Golden Beets

Yellow, or golden beets, are not as common as red beets, and are harder to find. But they are a bit milder and, some say, taste sweeter. There is also no mess associated with preparing yellow beets, no red juice on hands or counters. When cooked, they will take on a beautiful deep golden, or orange color.

Roast yellow beets in olive oil and serve simply, tossed with a little salt, pepper and vinegar. Or, try this easy salad of boiled yellow beets - it requires minimal cooking and makes a very attractive appetizer.

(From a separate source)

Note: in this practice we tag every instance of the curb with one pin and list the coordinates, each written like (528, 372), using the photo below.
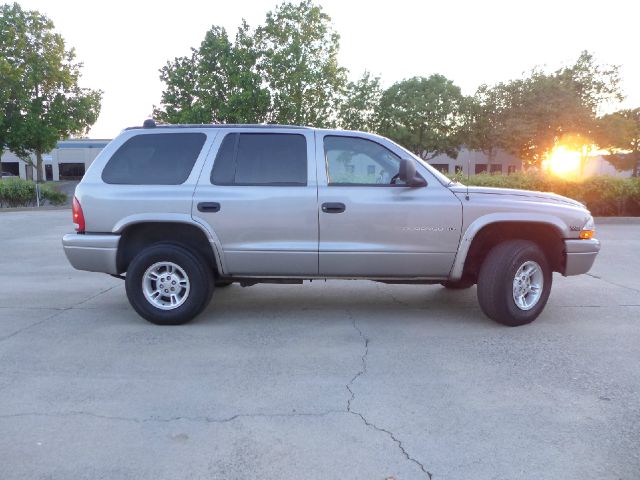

Golden Beets Salad with Goat Cheese and
Poppy Seed Dressing

Organic red and yellow beetsGolden beets salad

Salad

Ingredients:

    4 small yellow beets (or 2 large)
    6 ounces goat cheese
    1 cup of micro greens (with petals of flowers)
    1 cup of dried cranberries, cherries or pomegranate seeds

Preparation:

  1. Wash beets and cook without peeling in boiling water and a little vinegar, until the blade of a knife pressed them easily, which can take 30-60 minutes depending on size.
  2. Cool slightly and peel by rubbing gently with fingers.
  3. Slice thinly and divide among 4 plates, or make 36 appetizers.
  4. Garnish with sliced or crumbled cheese, micro-greens, and sprinkle with pomegranate seeds, or cranberries.
  5. Drizzle with dressing and serve.

Poppy Seed Dressing

Ingredients:

    2 tbsp Dijon mustard
    3 tbsp cider vinegar
    1 tbsp poppy seeds lightly toasted
    ¾ cup olive or sunflower oil
    Salt and pepper to taste
Preparation:

  1. Mix the mustard, vinegar and poppy seeds.
  2. Add oil, whisking.
  3. Season to taste, and serve over the salad of beets.